Ga naar de inhoud

Ben jij een verantwoordelijke toezichthouder?

Verantwoording afleggen, verantwoord werken en je verantwoordelijkheid nemen. Op het eerste gezicht zeg je misschien drie keer hetzelfde. Maar hoewel deze dingen sterk aan elkaar gelieerd zijn, verschillen ze ook. Hoe doe je ze alle drie het beste als toezichthouder? Columnist voor ToeZine Hadewych van Kempen wil je hierover aan het denken zetten. Als startpunt deelt ze hier haar gedachten.
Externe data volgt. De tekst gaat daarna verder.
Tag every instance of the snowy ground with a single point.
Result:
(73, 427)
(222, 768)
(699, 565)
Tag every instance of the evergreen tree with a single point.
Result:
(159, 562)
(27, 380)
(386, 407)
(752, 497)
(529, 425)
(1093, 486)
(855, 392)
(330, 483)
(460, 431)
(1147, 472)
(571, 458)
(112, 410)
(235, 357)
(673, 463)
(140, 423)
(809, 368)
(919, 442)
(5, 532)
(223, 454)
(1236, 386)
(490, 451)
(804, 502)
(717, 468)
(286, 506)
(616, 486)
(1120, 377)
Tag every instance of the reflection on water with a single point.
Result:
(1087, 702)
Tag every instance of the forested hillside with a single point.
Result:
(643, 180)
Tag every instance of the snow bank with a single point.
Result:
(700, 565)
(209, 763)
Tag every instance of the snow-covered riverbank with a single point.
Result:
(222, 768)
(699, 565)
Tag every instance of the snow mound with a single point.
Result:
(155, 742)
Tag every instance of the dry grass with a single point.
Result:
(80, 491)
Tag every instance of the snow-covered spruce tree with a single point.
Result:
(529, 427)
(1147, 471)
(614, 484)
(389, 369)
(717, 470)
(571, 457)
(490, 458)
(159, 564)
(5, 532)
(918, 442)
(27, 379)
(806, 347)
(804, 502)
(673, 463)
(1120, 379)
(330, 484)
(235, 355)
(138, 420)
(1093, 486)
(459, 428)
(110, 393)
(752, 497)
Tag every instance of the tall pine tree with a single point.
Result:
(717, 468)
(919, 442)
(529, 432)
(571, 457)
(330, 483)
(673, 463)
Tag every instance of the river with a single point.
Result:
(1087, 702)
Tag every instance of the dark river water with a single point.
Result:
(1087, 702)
Afbeelding van een beeld van een hoofd

Verantwoording afleggen is vreselijk. Laat ik eerlijk zijn: ik heb er een broertje dood aan. Je moet allerlei oninteressante data bij elkaar zoeken. Uit gaan zitten rekenen hoeveel alles wat je gedaan hebt, heeft gekost. En met een beetje pech worden je resultaten niet gewaardeerd. In het ergste geval leidt publieke verantwoording tot kritiek. En voor je het weet krijg je voor straf een bezuiniging aan je broek.

We besteden publiek geld en we zetten zware bevoegdheden in, dus het spreekt vanzelf dat we ons daarover verantwoorden.
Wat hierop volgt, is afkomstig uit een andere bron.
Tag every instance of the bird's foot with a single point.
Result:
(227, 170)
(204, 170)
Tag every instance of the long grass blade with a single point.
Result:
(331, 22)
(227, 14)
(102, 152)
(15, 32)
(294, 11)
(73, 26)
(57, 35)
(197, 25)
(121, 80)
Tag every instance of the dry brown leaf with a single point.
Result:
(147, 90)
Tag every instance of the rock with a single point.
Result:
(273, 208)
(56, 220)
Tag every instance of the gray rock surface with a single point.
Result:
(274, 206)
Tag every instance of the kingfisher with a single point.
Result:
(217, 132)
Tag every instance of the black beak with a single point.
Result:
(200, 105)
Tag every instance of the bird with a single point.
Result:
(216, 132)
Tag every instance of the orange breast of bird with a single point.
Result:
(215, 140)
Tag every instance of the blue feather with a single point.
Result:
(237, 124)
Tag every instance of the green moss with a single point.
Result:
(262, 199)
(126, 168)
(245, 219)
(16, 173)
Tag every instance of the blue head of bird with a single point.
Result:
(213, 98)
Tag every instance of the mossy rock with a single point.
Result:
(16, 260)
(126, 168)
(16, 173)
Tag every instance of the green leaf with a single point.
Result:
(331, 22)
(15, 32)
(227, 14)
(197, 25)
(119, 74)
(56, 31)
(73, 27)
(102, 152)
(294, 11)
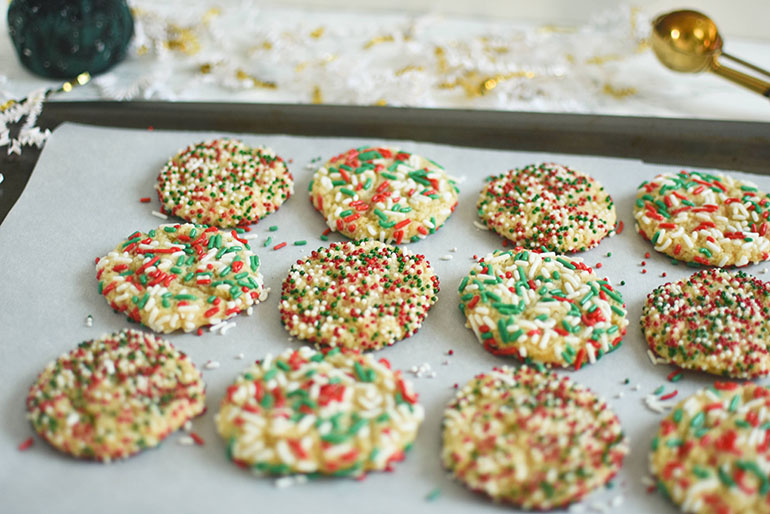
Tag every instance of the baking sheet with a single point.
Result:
(83, 198)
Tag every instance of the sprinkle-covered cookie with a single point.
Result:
(713, 321)
(333, 413)
(359, 294)
(224, 183)
(547, 207)
(114, 396)
(181, 277)
(383, 194)
(542, 308)
(713, 220)
(531, 438)
(711, 453)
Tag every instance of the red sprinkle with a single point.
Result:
(669, 395)
(26, 444)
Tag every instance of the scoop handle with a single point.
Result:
(757, 85)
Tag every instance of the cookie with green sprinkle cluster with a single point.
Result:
(224, 183)
(712, 453)
(713, 220)
(181, 277)
(334, 413)
(713, 321)
(531, 438)
(547, 207)
(112, 397)
(362, 295)
(542, 308)
(383, 193)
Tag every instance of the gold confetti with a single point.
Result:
(242, 75)
(618, 93)
(378, 40)
(603, 59)
(317, 96)
(408, 68)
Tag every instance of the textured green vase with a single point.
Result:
(63, 38)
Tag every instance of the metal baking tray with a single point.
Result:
(732, 145)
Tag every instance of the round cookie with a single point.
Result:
(181, 277)
(711, 453)
(547, 207)
(542, 308)
(531, 438)
(114, 396)
(713, 220)
(713, 321)
(224, 183)
(384, 194)
(333, 413)
(359, 294)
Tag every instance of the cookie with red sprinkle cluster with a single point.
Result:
(181, 277)
(712, 453)
(114, 396)
(713, 321)
(334, 413)
(383, 193)
(531, 438)
(542, 308)
(224, 183)
(714, 220)
(362, 295)
(547, 206)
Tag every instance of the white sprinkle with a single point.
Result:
(652, 357)
(289, 481)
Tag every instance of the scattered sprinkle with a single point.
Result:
(26, 444)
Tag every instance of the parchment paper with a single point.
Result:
(83, 198)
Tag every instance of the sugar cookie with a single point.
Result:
(713, 321)
(224, 183)
(711, 453)
(714, 220)
(383, 194)
(542, 308)
(531, 438)
(547, 207)
(114, 396)
(181, 277)
(334, 413)
(359, 294)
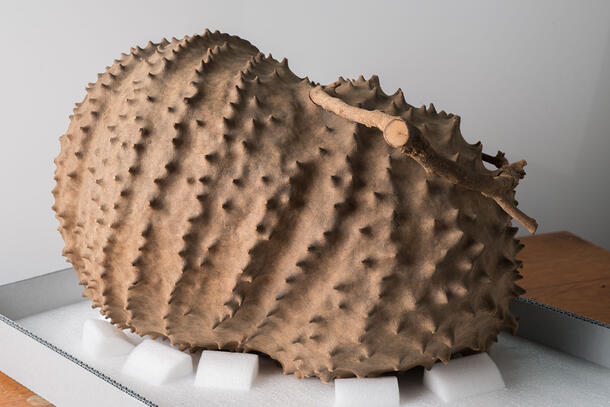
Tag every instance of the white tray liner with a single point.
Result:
(534, 375)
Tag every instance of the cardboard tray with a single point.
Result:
(66, 380)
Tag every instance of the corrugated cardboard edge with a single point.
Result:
(571, 333)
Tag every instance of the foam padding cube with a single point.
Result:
(378, 392)
(463, 377)
(156, 363)
(101, 339)
(227, 370)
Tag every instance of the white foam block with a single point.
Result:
(463, 377)
(101, 339)
(157, 363)
(378, 391)
(227, 370)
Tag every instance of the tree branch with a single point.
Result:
(399, 134)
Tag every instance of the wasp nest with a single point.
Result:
(208, 195)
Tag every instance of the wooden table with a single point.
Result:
(559, 269)
(567, 272)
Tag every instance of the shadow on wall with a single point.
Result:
(589, 171)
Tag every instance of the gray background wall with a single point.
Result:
(529, 78)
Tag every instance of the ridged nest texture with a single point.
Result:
(204, 198)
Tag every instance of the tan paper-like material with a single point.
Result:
(208, 195)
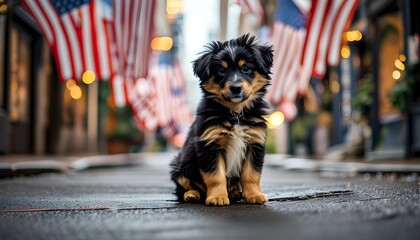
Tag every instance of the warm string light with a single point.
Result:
(275, 119)
(88, 77)
(399, 64)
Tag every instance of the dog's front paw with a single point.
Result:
(258, 198)
(191, 196)
(217, 200)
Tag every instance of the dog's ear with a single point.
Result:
(201, 66)
(264, 56)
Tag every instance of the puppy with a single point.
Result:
(223, 155)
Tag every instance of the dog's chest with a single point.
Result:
(235, 149)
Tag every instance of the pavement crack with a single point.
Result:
(312, 196)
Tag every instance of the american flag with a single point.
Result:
(76, 31)
(327, 21)
(304, 44)
(172, 110)
(288, 38)
(133, 30)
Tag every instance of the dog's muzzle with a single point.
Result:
(236, 92)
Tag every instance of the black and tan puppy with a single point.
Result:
(223, 156)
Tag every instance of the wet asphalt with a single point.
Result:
(136, 202)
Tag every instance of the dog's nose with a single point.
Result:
(235, 88)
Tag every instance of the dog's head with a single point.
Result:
(236, 72)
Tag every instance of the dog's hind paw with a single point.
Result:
(191, 196)
(257, 198)
(217, 200)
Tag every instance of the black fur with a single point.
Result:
(198, 156)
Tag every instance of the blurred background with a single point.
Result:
(108, 77)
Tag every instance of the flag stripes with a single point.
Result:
(305, 43)
(77, 35)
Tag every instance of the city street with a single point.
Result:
(135, 201)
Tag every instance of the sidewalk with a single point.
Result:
(23, 165)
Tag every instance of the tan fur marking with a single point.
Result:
(250, 181)
(185, 183)
(216, 134)
(258, 83)
(216, 185)
(211, 87)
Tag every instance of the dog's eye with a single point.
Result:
(246, 69)
(221, 71)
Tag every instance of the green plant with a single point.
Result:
(400, 93)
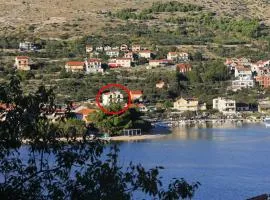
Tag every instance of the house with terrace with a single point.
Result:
(188, 104)
(75, 66)
(22, 63)
(111, 97)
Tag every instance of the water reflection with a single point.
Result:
(206, 131)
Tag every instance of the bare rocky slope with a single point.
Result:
(54, 18)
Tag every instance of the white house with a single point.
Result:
(242, 83)
(136, 48)
(89, 48)
(112, 53)
(74, 66)
(178, 56)
(26, 46)
(22, 63)
(112, 97)
(155, 63)
(145, 54)
(99, 48)
(225, 106)
(107, 48)
(124, 47)
(93, 65)
(130, 55)
(242, 72)
(123, 62)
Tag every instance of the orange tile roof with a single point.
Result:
(86, 111)
(22, 57)
(136, 92)
(94, 60)
(75, 63)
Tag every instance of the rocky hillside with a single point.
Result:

Toch vinden we allemaal dat je je als toezichthouder moet verantwoorden in een democratie. Als toezichthouder besteed je publiek geld en zet je zware bevoegdheden in, dus het spreekt vanzelf dat we hierover verantwoording afleggen. Maar dat doen we vaak erg beperkt. We bieden een balans van input en output via de minister aan het parlement aan om te laten zien dat we keurig rechtmatig opereren.

Laat jezelf echt zien

Wat nou als ik zeg dat verantwoording echt geen dorre rapportage hoeft te zijn? Dat begint al bij je te richten tot een meer divers publiek. Naast ‘de politiek’ ook je ondertoezichtstaanden, belanghebbenden, de kiezers, wetenschappers en collega’s. Je kunt je verantwoorden over wát je hebt gedaan, maar ook over het hóe: je keuzes, hoe je daartoe kwam en op welke kennis, argumenten en motieven die zijn gebaseerd. En of je keuzes juist waren en je acties hebben gebracht wat je verwachtte.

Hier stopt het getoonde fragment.